Leadership development looks expensive
Leadership development is one of the first casualties of a finance mentality. Through accounting eyes, leadership development looks like a cost center. You can’t calculate Return on Investment (ROI). Besides, you just need to get through the quarter, so a little cost cutting looks like a helpful thing.
Leadership development spending today
The result of an accounting focus is some unrealistic expectations. In her post about Accenture’s 2014 College Graduate Employment Survey, China Gorman says this.
“New graduates and entry level talents perceive that their organizations will provide them with career development training: 80% of 2014 graduates expect that their employer will provide the kind of formal training programs necessary for them to advance their careers. Despite this, the percentage of graduates that actually receive such training is low, creating a significant discrepancy between expectation and reality.”

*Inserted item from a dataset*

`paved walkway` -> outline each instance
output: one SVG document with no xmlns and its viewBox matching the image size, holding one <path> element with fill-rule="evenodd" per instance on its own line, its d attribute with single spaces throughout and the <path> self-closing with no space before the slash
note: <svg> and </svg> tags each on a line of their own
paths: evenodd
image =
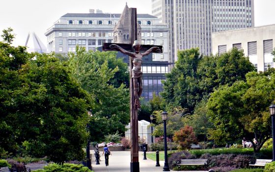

According to the survey, only 48 percent of graduates get any kind of formal training on their first jobs. The other 52 percent may leave, but where will they go?
Peter Cappelli says that what employers really want is workers they don’t have to train. The companies that act that way expect to find and keep quality people. That’s not likely.
The best people will go where they’re appreciated
The best people, the ones with talent and drive and grit, will go where they’re appreciated. They’ll seek out companies who will invest time and money in them. Your company doesn’t have to do that, survival is not mandatory.